There are three things to consider.

  1. The system isn't necessarily going to maximize its entropy; it is going to minimize the Gibbs or Helmholtz free energy. These are not necessarily the same thing. The examples you gave are two good examples of this: the constituent particles are attracted to each other at some length scales, so that the energy of interactions is lower in the ordered state. At some temperature range, this energy "bonus" is great enough to overcome the entropy penalty. This is probably the biggest effect for the two cases you gave.

  2. The crystal is an open system, and can exchange energy and entropy with its environment.
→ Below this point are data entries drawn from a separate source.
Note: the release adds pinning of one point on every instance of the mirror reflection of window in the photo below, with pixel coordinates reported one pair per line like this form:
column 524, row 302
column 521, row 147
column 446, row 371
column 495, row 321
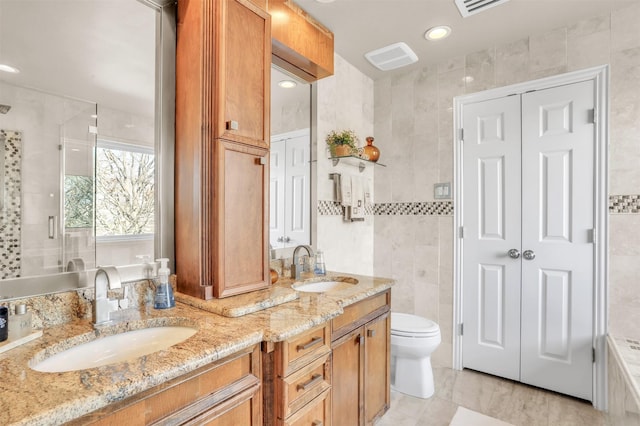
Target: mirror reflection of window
column 290, row 168
column 78, row 201
column 125, row 202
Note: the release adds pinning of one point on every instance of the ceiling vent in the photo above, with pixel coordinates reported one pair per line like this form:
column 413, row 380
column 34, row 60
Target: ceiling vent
column 391, row 57
column 471, row 7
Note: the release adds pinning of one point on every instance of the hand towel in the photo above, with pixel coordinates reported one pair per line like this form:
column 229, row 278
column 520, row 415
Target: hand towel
column 345, row 190
column 357, row 199
column 368, row 192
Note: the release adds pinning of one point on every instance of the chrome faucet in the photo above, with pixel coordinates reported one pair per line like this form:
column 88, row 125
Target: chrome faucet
column 107, row 278
column 295, row 268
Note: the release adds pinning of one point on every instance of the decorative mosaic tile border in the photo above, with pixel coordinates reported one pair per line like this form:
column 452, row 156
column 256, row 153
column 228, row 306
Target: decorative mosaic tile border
column 618, row 204
column 12, row 211
column 426, row 208
column 624, row 204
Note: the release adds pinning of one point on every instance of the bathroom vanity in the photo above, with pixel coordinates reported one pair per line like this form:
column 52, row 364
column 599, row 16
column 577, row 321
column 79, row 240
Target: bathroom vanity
column 280, row 363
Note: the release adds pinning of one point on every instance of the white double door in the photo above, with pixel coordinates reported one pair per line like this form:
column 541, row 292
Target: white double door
column 528, row 249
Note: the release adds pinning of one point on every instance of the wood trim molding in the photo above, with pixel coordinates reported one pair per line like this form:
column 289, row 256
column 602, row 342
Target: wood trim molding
column 300, row 44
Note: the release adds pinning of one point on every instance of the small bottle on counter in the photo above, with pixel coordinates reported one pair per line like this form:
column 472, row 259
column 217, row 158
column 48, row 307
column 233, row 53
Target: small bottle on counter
column 164, row 292
column 319, row 268
column 19, row 322
column 4, row 323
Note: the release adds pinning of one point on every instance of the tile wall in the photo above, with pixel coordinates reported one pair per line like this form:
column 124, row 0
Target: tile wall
column 344, row 101
column 413, row 129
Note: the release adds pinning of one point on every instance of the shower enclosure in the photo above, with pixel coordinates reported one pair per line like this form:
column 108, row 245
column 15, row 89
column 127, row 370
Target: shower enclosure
column 46, row 185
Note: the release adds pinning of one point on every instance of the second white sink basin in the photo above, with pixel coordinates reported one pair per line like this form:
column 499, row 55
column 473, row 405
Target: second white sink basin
column 116, row 348
column 324, row 286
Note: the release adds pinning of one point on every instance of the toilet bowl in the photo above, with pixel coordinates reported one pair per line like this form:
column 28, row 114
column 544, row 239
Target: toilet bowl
column 413, row 340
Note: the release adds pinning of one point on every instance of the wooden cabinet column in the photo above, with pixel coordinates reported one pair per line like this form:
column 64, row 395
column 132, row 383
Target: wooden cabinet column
column 223, row 69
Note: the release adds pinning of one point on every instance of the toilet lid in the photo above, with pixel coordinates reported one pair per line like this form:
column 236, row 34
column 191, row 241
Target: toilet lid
column 412, row 324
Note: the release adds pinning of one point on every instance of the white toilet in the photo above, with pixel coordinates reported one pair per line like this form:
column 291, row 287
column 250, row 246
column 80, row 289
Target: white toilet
column 413, row 340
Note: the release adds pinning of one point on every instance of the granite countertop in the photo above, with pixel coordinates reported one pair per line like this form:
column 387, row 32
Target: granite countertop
column 36, row 398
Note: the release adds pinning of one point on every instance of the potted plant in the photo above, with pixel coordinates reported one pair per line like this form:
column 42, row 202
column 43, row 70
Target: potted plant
column 342, row 144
So it's not the free energy of the crystal that's being minimized; it's the free energy of the system (crystal + environment). Even if the free energy of the crystal is unfavorable for crystallization, it could still happen if the process increases the entropy of the environment enough. The best example I can come up with here is life, as @Michael Brown mentioned. Most biological processes work to keep the entropy in your body low, at the expense of increasing the entropy around you.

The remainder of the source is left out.